Mais adiante, encontrei uma chinesa, que tinha um vocabulário restrito a "olá", "eu corta", "obrigada" e um "tchau" meio "xaô", mas que revelava tamanho carisma a ponto de me fazer levar um item da loja sem maiores incômodos.
Quando voltava por aquele mesmo corredor, ouvi um assovio. Prossegui. Não era incomum escutar um som assim, dirigir-se à pessoa e essa te devolver o olhar com aquele ar intimador, quase fuzilante. O sujeito insistia, e já não pude ignorá-lo mais. Era a vendedora acatada, com o chapéu chinês na cabeça e uma caixinha vermelha nas mãos.
- Abre só quando estiver lá fora, está bem?
Ganhei o dia. O chaveiro era... como a flor do asfalto.
Numa dessas lojas minúsculas, dessas que possuem um balcão com umas poucas variedades e um dono preocupado em ganhar o pão do dia, resolvi fazer uma pequena parada e olhar os objetos à mostra. Nada me chamara a atenção e quando já me preparava para seguir o corredor estreito, a vendedora me parou para perguntar onde eu havia conseguido aquele chapéu.
- Olha, seguindo até a ponte, perto daqui...
- Ah sim... lá embaixo... é um pouco longe pra mim... - a senhora já devia ter passado dos cinquenta e os seus olhos brilhavam como de uma criança em frente à vitrine daqueles brinquedos caros demais para o bolso do papai.
- Toma, pegue este aqui. - entregava o chapéu e ela abria um sorriso tímido, mas tão verdadeiro como o que a timidez nos faz esconder por baixo da discrição.
De volta ao corredor, conversando com uma amiga minha que me acompanhara no passeio daquele sábado, refletíamos sobre o ocorrido.
- Ah Camila, devia ter negociado o chapéu com uma daquelas bugigangas né? - aos risos, alegava que eu não havia sido uma boa negociadora. Afinal, vivemos num mundo capitalista, onde tudo, seja um carro ou um mero chapéu de papelão como esse, deve passar de um proprietário privado para o outro através de uma troca monetária, o que não havia ocorrido, obviamente.

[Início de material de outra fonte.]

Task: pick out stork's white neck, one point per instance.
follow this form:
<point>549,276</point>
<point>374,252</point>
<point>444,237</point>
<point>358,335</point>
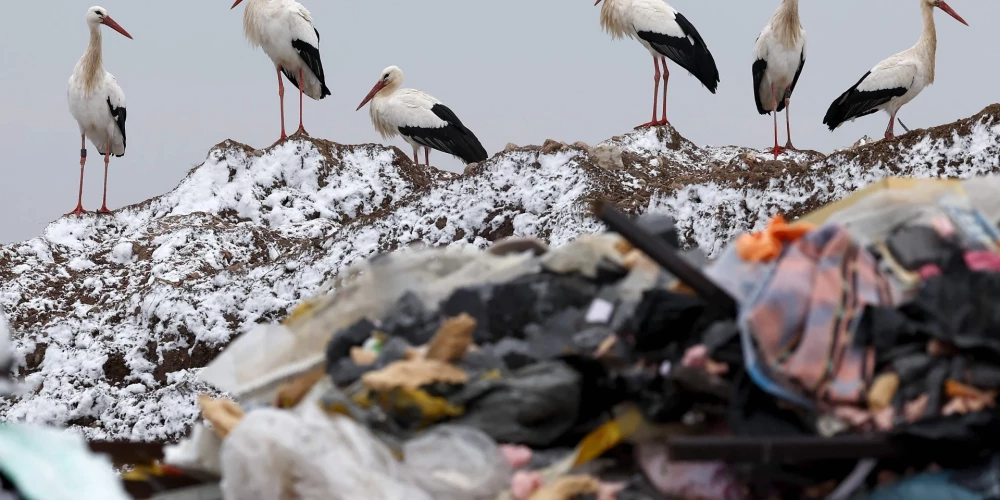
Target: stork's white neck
<point>92,63</point>
<point>384,127</point>
<point>614,17</point>
<point>253,16</point>
<point>786,22</point>
<point>926,47</point>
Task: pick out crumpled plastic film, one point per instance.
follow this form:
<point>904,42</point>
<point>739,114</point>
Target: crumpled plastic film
<point>282,454</point>
<point>457,463</point>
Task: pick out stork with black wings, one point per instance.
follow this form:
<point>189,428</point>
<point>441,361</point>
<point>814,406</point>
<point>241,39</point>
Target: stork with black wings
<point>779,55</point>
<point>895,81</point>
<point>423,121</point>
<point>284,29</point>
<point>667,34</point>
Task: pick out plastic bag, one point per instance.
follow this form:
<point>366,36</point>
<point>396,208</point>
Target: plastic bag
<point>457,463</point>
<point>305,454</point>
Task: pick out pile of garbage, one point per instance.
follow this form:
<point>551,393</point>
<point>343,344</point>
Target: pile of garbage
<point>853,353</point>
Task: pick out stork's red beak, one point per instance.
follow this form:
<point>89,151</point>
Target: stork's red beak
<point>378,86</point>
<point>115,26</point>
<point>951,12</point>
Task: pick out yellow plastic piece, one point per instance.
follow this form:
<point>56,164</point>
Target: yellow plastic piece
<point>608,436</point>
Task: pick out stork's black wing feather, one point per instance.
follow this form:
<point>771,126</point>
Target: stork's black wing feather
<point>857,103</point>
<point>689,52</point>
<point>759,67</point>
<point>119,115</point>
<point>310,56</point>
<point>453,138</point>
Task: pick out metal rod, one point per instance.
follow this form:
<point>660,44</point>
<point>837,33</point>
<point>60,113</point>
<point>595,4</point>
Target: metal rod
<point>667,257</point>
<point>772,450</point>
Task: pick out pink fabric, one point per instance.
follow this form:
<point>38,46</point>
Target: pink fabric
<point>524,484</point>
<point>701,480</point>
<point>977,260</point>
<point>517,455</point>
<point>982,260</point>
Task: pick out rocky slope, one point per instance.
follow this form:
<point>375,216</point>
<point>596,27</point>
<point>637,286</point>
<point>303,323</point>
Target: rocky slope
<point>111,314</point>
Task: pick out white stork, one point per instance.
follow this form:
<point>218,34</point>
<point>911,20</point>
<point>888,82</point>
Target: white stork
<point>284,29</point>
<point>422,120</point>
<point>666,33</point>
<point>779,55</point>
<point>97,102</point>
<point>894,81</point>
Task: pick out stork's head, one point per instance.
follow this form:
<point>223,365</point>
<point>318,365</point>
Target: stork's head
<point>941,4</point>
<point>99,15</point>
<point>391,78</point>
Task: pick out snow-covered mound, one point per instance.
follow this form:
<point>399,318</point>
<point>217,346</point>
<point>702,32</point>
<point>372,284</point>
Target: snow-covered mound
<point>112,313</point>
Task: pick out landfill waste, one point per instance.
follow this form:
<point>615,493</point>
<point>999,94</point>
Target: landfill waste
<point>852,353</point>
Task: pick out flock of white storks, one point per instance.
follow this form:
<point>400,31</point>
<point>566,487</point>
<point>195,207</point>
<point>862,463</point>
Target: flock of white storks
<point>284,30</point>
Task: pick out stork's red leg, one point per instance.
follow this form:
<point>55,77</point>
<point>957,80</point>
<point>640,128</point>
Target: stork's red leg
<point>104,201</point>
<point>656,94</point>
<point>888,131</point>
<point>302,129</point>
<point>774,107</point>
<point>788,124</point>
<point>666,78</point>
<point>83,161</point>
<point>281,100</point>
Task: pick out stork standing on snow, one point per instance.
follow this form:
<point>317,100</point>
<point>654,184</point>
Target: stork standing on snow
<point>779,55</point>
<point>421,119</point>
<point>894,81</point>
<point>284,29</point>
<point>666,34</point>
<point>97,102</point>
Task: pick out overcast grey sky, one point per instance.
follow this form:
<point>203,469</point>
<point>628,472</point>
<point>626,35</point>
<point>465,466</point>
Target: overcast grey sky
<point>514,71</point>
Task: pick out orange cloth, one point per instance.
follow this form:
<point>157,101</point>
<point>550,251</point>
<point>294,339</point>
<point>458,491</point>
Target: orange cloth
<point>766,245</point>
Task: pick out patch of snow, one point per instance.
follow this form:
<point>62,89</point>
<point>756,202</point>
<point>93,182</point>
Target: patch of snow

Mais adiante, encontrei uma chinesa, que tinha um vocabulário restrito a "olá", "eu corta", "obrigada" e um "tchau" meio "xaô", mas que revelava tamanho carisma a ponto de me fazer levar um item da loja sem maiores incômodos.
Quando voltava por aquele mesmo corredor, ouvi um assovio. Prossegui. Não era incomum escutar um som assim, dirigir-se à pessoa e essa te devolver o olhar com aquele ar intimador, quase fuzilante. O sujeito insistia, e já não pude ignorá-lo mais. Era a vendedora acatada, com o chapéu chinês na cabeça e uma caixinha vermelha nas mãos.
- Abre só quando estiver lá fora, está bem?
Ganhei o dia. O chaveiro era... como a flor do asfalto.
(sobre o dia de ontem)
3 comentários:
deve ter sido bem bacana seu dia!!
um dia ainda vou nessas festas!
Parece um capítulo de romance muito bem feito e enredado.
Às vezes tiramos o poder que um simples objeto pode ter. E estes simples objetos que realmente nos marcam!
Gostei da sua prosa.
=*
Li o texto abaixo.
Me apaixonei por você. Seu modo de falar me encantou.
De um simples reencontro fez-se uma história muito bem proseada.
Beijo.
(quem lê isso acha que tenho fibra em falar, e não passo de um escritorzinho amador, novo ainda por cima)
Visite meu blog, dê-me a honra de receber minha paixonite de hoje.